Tony Carcano jest uznanym pisarzem, jednak jego codzienność jest raczej bezbarwna. Mieszka w Bolzano w tej samej dzielnicy, w której się urodził, a jego najlepszym przyjacielem jest stukilowy bernardyn. Nieoczekiwane wtargnięcie w jego życie Sibylle, niebezpiecznie fascynującej dwudziestolatki, która jeździ crossowym motocyklem i nosi nóż sprężynowy, diametralnie wszystko zmienia. Dziewczyna wręcza Tony’emu fotografię sprzed lat, na której on, młody i uśmiechnięty, stoi nad zwłokami kobiety. Choć mężczyzna próbował zapomnieć o przeszłości, teraz wraz z Sibylle rozpoczyna ponowne dochodzenie. Trop wiedzie ich na spotkanie z niewielką, zamkniętą wspólnotą górskiej miejscowości Kreuzwirt. Za zabójstwem Eriki kryje się niewyobrażalna tajemnica spleciona z kłamstw, przemocy, chciwości i szaleństwa. A kluczem do jej rozwiązania jest, jak się wydaje, pewien symbol – uśmiech kolibra.
Thriller w przekładzie Tomasza Kwietnia ukaże się nakładem Wydawnictwa W.A.B. 26 stycznia.
Więcej tekstów kulturalnych znajdziesz na stronie głównej Gazeta.pl
Erika wróciła. Prawie jakby się rozmyśliła.

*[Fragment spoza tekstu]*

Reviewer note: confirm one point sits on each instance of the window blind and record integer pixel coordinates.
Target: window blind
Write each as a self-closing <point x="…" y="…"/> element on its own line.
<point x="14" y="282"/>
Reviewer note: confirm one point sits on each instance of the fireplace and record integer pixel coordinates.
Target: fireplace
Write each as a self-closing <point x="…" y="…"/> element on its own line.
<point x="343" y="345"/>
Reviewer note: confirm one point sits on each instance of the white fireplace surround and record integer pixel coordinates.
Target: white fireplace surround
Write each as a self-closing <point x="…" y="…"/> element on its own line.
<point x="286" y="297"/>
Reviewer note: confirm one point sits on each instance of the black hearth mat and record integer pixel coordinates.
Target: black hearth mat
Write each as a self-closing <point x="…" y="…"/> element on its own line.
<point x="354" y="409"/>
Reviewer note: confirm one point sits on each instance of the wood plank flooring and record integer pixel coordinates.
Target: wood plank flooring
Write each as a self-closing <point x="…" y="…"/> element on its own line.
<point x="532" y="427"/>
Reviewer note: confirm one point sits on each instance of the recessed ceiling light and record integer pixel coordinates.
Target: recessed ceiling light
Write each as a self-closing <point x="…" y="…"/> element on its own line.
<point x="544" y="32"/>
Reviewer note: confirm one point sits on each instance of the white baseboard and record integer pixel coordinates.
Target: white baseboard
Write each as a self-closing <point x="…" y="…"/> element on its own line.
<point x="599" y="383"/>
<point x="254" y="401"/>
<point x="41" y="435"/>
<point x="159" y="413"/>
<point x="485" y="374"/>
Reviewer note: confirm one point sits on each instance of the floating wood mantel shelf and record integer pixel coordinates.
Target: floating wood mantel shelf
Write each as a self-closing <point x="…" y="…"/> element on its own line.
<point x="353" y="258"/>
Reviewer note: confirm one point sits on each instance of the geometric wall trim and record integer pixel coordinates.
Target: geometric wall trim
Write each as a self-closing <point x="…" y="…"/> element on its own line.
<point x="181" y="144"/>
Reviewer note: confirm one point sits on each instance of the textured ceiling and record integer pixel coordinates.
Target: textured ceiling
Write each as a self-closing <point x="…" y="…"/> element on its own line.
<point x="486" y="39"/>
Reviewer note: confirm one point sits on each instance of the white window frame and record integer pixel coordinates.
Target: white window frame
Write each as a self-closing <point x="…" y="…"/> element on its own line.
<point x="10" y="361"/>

W wieczór Maturaballu Erika pożegnała się z nią, pocałowała w czoło małą, wyszła, a potem wróciła. Wróciła i zapukała do drzwi, choć w błyszczącej kopertówce miała pęk kluczy.
Ten szczegół napełni wyrzutami sumienia ciotkę Helgę. Gdyby tylko zrozumiała. Gdyby potrafiła wyczuć. Ale czy miała szansę?
Kopertówka była prezentem od Oskara. Wewnątrz Erikanznalazła dwa banknoty po pięćdziesiąt tysięcy lirów i bilecik. „Jesteśmy z ciebie dumni!". Z przejęcia otarła parę łez i uściskała Oskara tak mocno, że niemal go zmiażdżyła. Ale nie próbowała oddać pieniędzy. Erika wiedziała, że ich potrzebuje. Sibylle była skarbem, ale dzieci, kapryśne czy też nie, kosztowały fortunę.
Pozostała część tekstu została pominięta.